Martha Elba Castelán Cuspinera. Desde el Taller de Escritura Creativa Miró, dirigido por Miguel Barroso Hernández, en Veracruz; Martha escribe fragmentos de una historia que, por instantes, la toca muy de cerca. De manera sencilla, pero certera, habla del amor, de la familia y de tristezas que a la larga se transforman en felicidad.
Con la pasión de quienes, a través de la literatura, abrazan al mundo; Martha nos invita a reflexionar. El crecimiento de esas mujeres que han tomado las riendas de su vida, está presente en cada uno de sus textos.
La mirada del colibrí III
Entre culpables o inocentes inculpadas, viví experiencias estremecedoras; algunas veces, lamentables… La impotencia brotaba desde las entrañas… ¿Por qué duele el corazón? ¿Cómo llegué a la cárcel? Sí, escuchaste bien: ¡estuve en la cárcel!
Conocí a mujeres de diferentes niveles socioeconómicos, allí, unidas en igualdad de condiciones; condenadas por motivos inimaginables; casi siempre inocentes porque, por lo general, actuaban bajo impulsos bien justificados o influenciadas por sus hombres. Es la ley: en algunos casos, el juez implacable y, en otros, sus víctimas que no las perdonan…

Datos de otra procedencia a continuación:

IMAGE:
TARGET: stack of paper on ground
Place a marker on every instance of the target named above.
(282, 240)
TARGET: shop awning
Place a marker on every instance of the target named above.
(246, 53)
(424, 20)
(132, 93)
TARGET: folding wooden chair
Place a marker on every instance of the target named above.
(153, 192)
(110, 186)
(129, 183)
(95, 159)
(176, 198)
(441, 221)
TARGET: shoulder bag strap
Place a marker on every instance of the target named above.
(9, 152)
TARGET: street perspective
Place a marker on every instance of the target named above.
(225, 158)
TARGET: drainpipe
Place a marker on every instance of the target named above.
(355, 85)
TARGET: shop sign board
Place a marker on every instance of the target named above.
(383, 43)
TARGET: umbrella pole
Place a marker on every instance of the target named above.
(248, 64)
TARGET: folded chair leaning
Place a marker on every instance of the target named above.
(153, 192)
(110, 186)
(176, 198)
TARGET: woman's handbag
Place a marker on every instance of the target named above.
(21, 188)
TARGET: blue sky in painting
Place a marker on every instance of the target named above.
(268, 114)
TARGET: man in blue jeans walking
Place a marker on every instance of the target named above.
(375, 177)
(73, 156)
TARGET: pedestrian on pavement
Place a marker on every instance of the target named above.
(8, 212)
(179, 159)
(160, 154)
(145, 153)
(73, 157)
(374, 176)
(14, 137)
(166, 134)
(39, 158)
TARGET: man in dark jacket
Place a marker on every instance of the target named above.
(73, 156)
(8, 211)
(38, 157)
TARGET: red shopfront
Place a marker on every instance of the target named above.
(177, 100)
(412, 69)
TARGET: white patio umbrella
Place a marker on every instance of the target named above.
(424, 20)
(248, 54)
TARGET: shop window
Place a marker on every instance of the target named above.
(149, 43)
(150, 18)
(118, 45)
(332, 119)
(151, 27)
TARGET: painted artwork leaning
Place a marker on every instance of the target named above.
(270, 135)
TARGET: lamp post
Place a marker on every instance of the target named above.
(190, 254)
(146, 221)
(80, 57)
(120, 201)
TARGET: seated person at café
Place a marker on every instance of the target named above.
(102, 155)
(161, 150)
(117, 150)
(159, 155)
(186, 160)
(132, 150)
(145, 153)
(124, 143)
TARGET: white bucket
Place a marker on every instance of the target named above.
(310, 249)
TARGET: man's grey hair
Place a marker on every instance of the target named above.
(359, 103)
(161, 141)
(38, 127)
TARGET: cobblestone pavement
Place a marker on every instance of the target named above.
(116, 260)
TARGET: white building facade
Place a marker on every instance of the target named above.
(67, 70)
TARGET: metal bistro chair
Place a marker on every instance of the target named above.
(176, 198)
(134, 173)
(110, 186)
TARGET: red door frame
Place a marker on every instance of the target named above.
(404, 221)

Ingresar al Cereso de Puebla, ese primer día, fue aterrador; rodeada de custodias mal encaradas, con armas de fuego, ladrando órdenes todo el tiempo… Esperar el turno, ante el grito de “reja” y escuchar cómo crujían los rieles de la misma, provocaba un dolor de estómago semejante al previo de un examen oral, bajo la supervisión de un implacable sinodal. Luego, atravesamos dos rejas más, hasta arribar al patio central.
Esperaba encontrar a reclusas, como las que veía en el cine, con caras de locura, desaliñadas, agresivas… Sudaba nerviosa, deseando correr… pero la grata sorpresa, transformó mis prejuicios. Con sus uniformes color caqui, impecables, peinadas, algunas maquilladas y con las uñas pintadas; sonreían, al parecer, conformes con su situación.
Ya no había vuelta atrás… Dentro de la capilla del reclusorio, muy linda, por cierto, fuimos anunciadas: “Pastoral Penitenciaria, acaba de llegar”. El sacerdote celebró la misa, con mucha devoción y yo pude apreciar el amor a Dios, en más de 40 mujeres que no habían renunciado a la esperanza de vivir, nuevamente, libres.
Después de algunos meses, visitando el Cerezo, como apoyo emocional y espiritual a las reclusas; tuve acceso para platicar con las del módulo cerrado, que son las condenadas por asesinatos y están separadas del resto de la población, obviamente, por motivos de seguridad.
De entre todas, robó mi corazón Patricia. Había sido cristiana y al enfermar gravemente su hijo, de ocho años, decidió quitarle la vida para que ya no sufriera más. Como Dios no lo podía sanar, renunció a sus creencias para adorar al mismísimo Satanás y caer en todas las miserias de la vida.
Todas las convictas le temían, porque gritaba a las autoridades que retiraran la imagen de la virgen, de los pasillos del correccional y le consiguieran una del maligno para tenerla en su celda.
Poco a poco, con muchísima paciencia, amor y oración; fui ganando su confianza hasta el punto en que pidió confesarse y pudo comulgar. En realidad, solo fui el instrumento de Dios, pero quedé sumamente satisfecha con mi labor.
Esas mujeres merecían una segunda oportunidad…
Recuerdo que, junto al Cereso varonil, llevaron a escena “Los miserables”. Más allá de representar a los personajes de la obra original, expusieron su propia existencia. Era desgarrador ver cómo destrozaban las vestiduras y, casi desnudos, gritaban, lloraban desde las entrañas, mostrando la fe en el amor, el perdón y la libertad. La misma libertad que comprendí, necesitaba yo, aún sin estar precisamente presa.